Machine learning is a subset of artificial intelligence that enables computers to learn from data without being explicitly programmed. This is achieved through algorithms that can identify patterns and make decisions based on the data provided.

As we explore machine learning, we'll start with the basics and gradually move on to more advanced topics, including supervised and unsupervised learning, neural networks, and deep learning. By the end of this journey, you'll have a solid understanding of how machine learning works and be able to apply it to real-world problems.

What Is Machine Learning

Machine learning is a type of artificial intelligence that allows computers to learn from data without being explicitly programmed. This is in contrast to traditional programming, where a computer is given a set of rules to follow.

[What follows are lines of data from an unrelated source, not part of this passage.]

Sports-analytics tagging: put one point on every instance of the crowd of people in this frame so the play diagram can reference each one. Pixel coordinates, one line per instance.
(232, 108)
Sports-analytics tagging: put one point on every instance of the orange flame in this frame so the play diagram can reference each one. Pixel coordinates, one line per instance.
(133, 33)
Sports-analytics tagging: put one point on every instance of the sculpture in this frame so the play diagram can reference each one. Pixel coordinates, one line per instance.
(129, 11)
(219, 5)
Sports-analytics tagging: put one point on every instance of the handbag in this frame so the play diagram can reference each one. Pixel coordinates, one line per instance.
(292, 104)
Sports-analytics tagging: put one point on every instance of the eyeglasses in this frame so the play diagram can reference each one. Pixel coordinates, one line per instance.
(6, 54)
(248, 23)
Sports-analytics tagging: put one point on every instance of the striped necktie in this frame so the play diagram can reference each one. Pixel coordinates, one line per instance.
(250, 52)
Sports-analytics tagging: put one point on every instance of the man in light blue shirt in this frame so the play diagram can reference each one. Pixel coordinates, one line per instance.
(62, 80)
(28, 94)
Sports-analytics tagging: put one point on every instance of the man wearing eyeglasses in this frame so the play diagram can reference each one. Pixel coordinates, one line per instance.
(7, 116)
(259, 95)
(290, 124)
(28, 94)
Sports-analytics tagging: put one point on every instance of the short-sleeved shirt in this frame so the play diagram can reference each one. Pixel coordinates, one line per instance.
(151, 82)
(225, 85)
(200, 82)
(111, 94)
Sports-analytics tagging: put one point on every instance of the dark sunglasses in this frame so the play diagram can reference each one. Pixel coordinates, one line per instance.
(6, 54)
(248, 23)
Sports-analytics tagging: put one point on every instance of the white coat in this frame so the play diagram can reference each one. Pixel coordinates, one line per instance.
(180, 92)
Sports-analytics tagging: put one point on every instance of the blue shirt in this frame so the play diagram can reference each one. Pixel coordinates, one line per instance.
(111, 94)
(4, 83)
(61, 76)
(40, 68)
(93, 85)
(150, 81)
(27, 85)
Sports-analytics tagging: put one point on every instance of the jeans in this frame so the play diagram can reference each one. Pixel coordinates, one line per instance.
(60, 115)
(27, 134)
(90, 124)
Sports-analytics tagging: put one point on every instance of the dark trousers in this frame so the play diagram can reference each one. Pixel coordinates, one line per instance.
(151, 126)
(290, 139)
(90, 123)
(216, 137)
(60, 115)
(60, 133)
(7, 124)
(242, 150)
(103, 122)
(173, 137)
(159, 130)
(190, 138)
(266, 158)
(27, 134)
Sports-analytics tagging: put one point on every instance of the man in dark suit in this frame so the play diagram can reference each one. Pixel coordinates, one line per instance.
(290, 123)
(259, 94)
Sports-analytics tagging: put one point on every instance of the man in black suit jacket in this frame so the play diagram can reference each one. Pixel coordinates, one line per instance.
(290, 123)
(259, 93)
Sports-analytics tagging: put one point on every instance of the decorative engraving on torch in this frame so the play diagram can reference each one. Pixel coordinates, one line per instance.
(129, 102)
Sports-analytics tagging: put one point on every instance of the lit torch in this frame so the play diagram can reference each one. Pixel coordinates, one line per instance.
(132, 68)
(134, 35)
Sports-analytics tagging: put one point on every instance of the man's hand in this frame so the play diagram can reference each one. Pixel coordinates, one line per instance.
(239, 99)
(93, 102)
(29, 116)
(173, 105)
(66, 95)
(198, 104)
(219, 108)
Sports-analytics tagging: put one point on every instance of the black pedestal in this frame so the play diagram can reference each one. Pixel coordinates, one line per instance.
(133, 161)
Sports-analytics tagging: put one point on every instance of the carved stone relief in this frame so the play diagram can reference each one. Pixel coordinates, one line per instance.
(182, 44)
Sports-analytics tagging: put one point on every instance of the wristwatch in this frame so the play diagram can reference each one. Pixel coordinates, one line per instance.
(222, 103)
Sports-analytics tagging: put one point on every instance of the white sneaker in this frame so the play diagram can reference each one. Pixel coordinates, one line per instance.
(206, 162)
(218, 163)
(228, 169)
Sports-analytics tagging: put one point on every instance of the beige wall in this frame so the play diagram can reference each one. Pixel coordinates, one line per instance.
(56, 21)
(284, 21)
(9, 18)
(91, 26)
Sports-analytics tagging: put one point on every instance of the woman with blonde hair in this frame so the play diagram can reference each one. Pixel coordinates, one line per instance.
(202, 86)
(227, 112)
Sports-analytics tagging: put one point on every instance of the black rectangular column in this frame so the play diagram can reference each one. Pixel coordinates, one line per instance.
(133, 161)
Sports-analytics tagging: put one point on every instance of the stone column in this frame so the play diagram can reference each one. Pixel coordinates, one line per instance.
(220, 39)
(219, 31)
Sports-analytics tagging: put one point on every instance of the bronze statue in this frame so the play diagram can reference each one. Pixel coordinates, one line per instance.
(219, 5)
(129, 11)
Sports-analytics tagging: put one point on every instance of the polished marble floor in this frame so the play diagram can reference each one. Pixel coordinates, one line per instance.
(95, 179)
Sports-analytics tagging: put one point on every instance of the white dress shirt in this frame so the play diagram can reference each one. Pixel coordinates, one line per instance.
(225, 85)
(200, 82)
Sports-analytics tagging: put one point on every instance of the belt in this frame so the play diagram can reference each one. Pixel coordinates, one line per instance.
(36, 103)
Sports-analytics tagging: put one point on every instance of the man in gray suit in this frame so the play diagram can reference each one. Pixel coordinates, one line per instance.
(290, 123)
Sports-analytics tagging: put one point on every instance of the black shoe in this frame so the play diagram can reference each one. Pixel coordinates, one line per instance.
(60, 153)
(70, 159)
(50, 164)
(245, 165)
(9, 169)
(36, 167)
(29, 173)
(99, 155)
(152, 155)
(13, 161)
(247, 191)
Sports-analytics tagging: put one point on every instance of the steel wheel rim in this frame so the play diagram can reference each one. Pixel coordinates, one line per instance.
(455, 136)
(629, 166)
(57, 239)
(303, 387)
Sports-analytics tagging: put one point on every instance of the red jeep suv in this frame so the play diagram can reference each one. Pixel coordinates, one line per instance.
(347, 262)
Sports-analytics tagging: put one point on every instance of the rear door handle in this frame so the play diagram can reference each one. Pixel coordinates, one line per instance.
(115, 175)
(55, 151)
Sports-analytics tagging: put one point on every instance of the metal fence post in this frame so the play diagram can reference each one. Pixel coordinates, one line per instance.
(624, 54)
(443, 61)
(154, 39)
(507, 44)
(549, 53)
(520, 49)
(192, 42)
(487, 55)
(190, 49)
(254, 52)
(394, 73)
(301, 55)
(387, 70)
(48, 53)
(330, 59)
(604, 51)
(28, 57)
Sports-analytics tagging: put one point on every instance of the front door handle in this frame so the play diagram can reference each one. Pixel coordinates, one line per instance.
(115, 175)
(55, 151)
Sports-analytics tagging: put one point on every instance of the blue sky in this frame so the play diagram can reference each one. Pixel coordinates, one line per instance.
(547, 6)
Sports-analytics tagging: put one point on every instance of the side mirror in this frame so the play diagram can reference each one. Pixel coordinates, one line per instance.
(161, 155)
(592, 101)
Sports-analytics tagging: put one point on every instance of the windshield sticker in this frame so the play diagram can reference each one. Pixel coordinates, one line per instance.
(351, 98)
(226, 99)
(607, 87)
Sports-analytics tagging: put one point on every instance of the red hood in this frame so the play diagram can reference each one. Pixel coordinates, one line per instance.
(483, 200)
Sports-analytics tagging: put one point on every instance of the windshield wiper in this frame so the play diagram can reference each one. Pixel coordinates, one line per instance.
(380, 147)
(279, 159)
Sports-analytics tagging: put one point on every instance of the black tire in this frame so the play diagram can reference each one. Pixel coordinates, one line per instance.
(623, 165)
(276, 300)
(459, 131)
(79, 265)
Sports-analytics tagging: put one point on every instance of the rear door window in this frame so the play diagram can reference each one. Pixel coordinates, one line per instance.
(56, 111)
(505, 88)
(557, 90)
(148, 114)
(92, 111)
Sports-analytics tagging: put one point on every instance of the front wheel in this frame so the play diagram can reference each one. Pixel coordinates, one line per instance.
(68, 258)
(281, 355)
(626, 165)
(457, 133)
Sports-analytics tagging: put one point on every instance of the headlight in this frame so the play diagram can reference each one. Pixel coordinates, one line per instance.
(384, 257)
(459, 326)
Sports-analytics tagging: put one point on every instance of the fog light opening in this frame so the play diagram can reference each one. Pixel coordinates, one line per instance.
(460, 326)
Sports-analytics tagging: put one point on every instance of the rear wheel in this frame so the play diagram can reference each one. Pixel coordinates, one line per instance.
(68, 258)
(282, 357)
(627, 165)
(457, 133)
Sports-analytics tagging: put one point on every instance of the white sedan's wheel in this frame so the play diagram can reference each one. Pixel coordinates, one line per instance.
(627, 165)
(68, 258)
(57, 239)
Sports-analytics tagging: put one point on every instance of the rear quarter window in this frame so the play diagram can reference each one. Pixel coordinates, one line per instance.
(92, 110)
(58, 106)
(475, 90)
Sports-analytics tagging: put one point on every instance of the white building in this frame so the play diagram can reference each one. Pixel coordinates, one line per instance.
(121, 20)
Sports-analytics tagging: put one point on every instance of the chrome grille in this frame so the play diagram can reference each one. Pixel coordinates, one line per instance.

Credit: youtube.com, Grokking Machine Learning Makes Machine Learning Simpler

Machine learning models can be trained on large datasets to make predictions or classify new, unseen data. For example, a machine learning model can be trained on images of cats and dogs to learn the features that distinguish between the two.

Machine learning is not just about making predictions, but also about understanding the underlying patterns and relationships in the data. By analyzing the performance of a machine learning model, you can gain insights into the strengths and weaknesses of the model.

Machine learning has many real-world applications, including image recognition, natural language processing, and recommendation systems. For instance, a machine learning model can be used to recognize objects in images, such as identifying faces or detecting objects in a scene.

Machine learning models can be trained using various algorithms, including supervised, unsupervised, and reinforcement learning. Supervised learning, for example, involves training a model on labeled data to make predictions on new, unseen data.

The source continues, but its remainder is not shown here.